Pire encore : 226 détenus dorment encore sur un matelas installé à même le sol tous les soirs, et ce dans une cellule de sept à dix mètres carrés hébergeant jusqu'à trois personnes. Trois dans moins de dix mètres carrés !
Cette promiscuité affolante engendre de graves conséquences : des violences entre détenus ; une agressivité vis-à-vis du personnel pénitentiaire dont il faut saluer ici le travail dans ces conditions particulièrement difficiles ; de nombreux suicides aussi, hélas, et une dégradation de la santé psychologique de nombreux détenus.
C'est pourquoi, le groupe socialiste appuie la solution novatrice présentée par notre collègue Dominique Raimbourg.
Le mécanisme proposé permettrait de lutter contre la surpopulation carcérale. Il s'inscrit en droite ligne dans la réflexion sur la situation dégradée et dégradante des prisons françaises, qui a été menée depuis les années 2000 par nos deux assemblées et qui a animé l'esprit des débats sur la loi pénitentiaire de l'an dernier.
Il est bien évident que l'effort doit porter d'abord sur les maisons d'arrêt, où la surpopulation est la plus criante et où sont mélangés les prévenus et les condamnés à de courtes peines. À la Roche-sur-Yon, en Vendée, par exemple, le taux d'occupation est de 250 %. Quant à l'outre-mer, la situation y est dramatique. En fait, l'administration pénitentiaire pratique déjà un mécanisme de ce type pour éviter la surcharge des établissements pour peine ou des maisons centrales.

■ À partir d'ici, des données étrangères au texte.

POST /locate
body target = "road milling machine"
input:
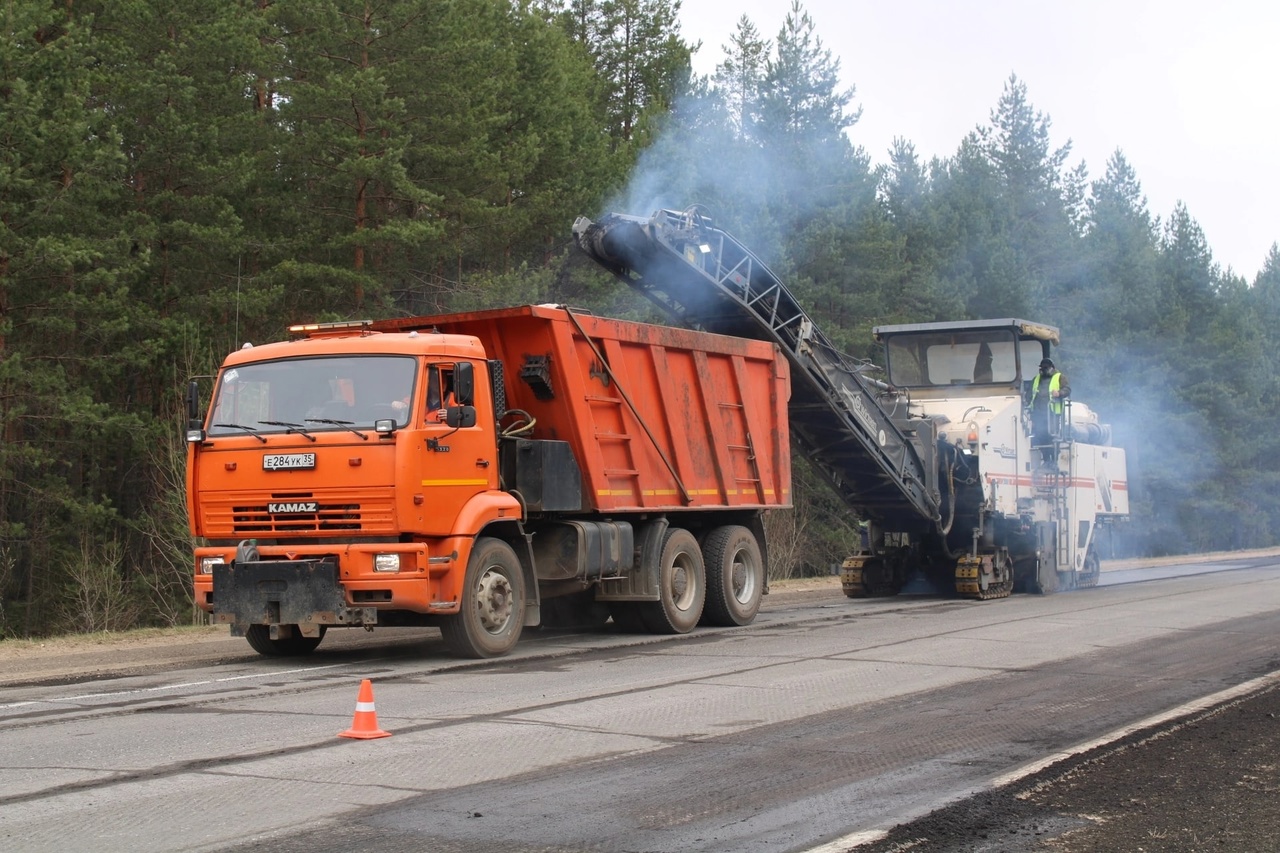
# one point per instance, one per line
(937, 456)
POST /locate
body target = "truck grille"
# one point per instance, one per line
(298, 512)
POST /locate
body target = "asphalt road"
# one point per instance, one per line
(827, 723)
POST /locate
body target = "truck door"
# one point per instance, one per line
(461, 447)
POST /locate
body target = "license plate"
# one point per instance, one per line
(288, 461)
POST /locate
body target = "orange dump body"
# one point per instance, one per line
(659, 419)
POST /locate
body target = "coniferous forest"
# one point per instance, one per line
(178, 178)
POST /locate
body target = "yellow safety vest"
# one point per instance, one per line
(1055, 404)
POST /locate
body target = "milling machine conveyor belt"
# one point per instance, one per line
(703, 278)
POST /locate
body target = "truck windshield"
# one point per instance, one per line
(987, 356)
(323, 393)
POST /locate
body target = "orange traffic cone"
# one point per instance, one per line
(365, 724)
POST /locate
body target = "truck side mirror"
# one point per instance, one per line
(193, 404)
(458, 416)
(464, 383)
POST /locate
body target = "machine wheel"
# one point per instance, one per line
(493, 603)
(681, 584)
(293, 646)
(735, 576)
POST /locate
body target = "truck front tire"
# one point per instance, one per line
(493, 603)
(735, 576)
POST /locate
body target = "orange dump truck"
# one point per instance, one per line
(485, 471)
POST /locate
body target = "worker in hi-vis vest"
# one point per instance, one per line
(1048, 391)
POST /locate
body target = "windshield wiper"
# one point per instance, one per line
(344, 424)
(247, 429)
(291, 428)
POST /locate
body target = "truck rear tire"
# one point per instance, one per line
(681, 585)
(493, 603)
(293, 646)
(735, 576)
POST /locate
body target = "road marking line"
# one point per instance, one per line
(1111, 737)
(845, 842)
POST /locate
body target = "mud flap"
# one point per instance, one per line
(283, 592)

Notre collègue Raimbourg préconise une libération conditionnelle de droit aux deux tiers de la peine, tout en gardant, bien sûr, une possibilité de contestation par le Parquet ou par le condamné lui-même. Je précise que « libération conditionnelle » veut dire « sous contrôle », en particulier du juge de l'application des peines et du service pénitentiaire d'insertion et de probation – SPIP – c'est-à-dire des travailleurs sociaux qui animent la prison à côté de l'administration pénitentiaire.
Par ailleurs, et c'est ce qui est tout à fait novateur, seraient libérés, en cas de surnombre, uniquement les détenus les plus proches de la fin de leur peine, c'est-à-dire ceux à qui il ne reste que quelques jours ou quelques semaines à faire en prison, pour permettre à un autre condamné d'effectuer la sienne. En effet, comme vous le savez, mes chers collègues, y compris de la majorité qui feignez de l'ignorer, aujourd'hui 33 000 personnes condamnées n'effectuent pas leur peine, faute de place. Programmer toujours plus de prisons n'est pas la bonne réponse. Mais obliger un certain nombre de victimes à continuer de rencontrer leur agresseur qui, bien que condamné, ne peut pas effectuer sa peine par défaut de l'administration pénitentiaire, est particulièrement douloureux et inadmissible. Je pense en particulier aux femmes victimes de violences conjugales.
Le groupe socialiste, républicain et citoyen votera avec conviction le mécanisme novateur et ambitieux proposé, qui permet de passer d'une culture de l'enfermement à une culture de contrôle. (Applaudissements sur les bancs du groupe SRC.)